L'idea ispiratrice della casa parte da una scatola che si apre: essa subisce uno slittamento lungo l’asse principale e lungo l’asse secondario, creando in questo modo un’alternanza di pieni e di vuoti. Questo “movimento” determina l’apertura di grandi vedute sul paesaggio circostante: verso sud si affacciano le colline; verso nord vi è il bosco a ridosso dell'abitazione; verso est ed ovest si aprono le piccole dolomiti.

Lo schiudersi del volume “primigenio” rappresenta l’apertura dell’architettura alla natura circostante; tale espediente permette di realizzare una simmetria bilaterale “slittata” in pianta e in alzato.
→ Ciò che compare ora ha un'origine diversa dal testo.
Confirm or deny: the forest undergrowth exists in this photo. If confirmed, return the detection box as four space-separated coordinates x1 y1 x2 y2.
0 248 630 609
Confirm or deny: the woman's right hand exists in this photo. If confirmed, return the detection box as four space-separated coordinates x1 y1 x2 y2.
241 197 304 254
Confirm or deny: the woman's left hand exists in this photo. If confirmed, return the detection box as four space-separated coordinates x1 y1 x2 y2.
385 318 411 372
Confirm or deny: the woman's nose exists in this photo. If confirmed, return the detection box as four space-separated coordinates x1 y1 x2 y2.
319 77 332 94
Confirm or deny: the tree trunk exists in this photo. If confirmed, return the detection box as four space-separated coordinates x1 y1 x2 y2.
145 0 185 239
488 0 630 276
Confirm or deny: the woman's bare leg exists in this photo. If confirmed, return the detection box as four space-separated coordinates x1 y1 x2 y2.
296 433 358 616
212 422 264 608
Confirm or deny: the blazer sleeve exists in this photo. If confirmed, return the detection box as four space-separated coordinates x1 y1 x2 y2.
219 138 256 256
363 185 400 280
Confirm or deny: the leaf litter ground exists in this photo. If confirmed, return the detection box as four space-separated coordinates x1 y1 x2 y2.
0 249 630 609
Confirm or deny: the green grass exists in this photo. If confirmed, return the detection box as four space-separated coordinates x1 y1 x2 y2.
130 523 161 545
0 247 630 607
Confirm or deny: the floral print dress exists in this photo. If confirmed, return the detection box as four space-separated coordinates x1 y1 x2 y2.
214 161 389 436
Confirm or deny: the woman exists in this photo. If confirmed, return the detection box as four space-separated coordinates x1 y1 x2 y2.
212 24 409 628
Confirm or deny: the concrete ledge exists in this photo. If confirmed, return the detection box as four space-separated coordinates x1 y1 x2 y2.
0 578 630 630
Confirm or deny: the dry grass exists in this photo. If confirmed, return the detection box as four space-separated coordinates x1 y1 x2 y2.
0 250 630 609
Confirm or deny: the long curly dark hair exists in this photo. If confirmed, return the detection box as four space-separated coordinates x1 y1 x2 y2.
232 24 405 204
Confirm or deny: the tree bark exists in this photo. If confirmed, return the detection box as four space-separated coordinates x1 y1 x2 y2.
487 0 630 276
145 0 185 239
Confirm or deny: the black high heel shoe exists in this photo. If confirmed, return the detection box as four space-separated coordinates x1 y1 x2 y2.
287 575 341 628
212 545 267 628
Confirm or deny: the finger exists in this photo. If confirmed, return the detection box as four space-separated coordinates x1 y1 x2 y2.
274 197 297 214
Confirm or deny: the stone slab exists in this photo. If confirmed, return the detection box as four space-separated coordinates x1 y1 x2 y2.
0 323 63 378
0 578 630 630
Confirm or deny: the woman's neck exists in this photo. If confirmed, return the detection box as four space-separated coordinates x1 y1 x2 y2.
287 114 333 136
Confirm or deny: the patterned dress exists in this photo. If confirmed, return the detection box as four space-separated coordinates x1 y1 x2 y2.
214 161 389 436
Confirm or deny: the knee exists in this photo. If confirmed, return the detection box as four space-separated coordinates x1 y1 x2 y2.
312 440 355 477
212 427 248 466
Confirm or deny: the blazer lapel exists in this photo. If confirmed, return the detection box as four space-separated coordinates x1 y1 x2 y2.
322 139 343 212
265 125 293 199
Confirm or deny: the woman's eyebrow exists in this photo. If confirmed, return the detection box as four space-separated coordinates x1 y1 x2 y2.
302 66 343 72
Planimetricamente, i muri e le aperture si “rincorrono” in un gioco di alternanze, dando origine ad un movimento “radiale” attorno ad un centro, che si inverte al piano superiore. L’esito architettonico della composizione presenta una sorta di sorpresa: le pareti esterne in appoggio angolare tra loro possono creare l’idea di “tunnel” abitativi, oppure di un labile castello di carte... La casa appoggia su di un lungo basamento ad “L”, formato da un piano orizzontale e da uno verticale avente funzione di muro di sostegno. Tale manufatto rappresenta uno “stilobate” su cui si appoggia il volume principale, valorizzando l’architettura e “staccandola” dal contesto.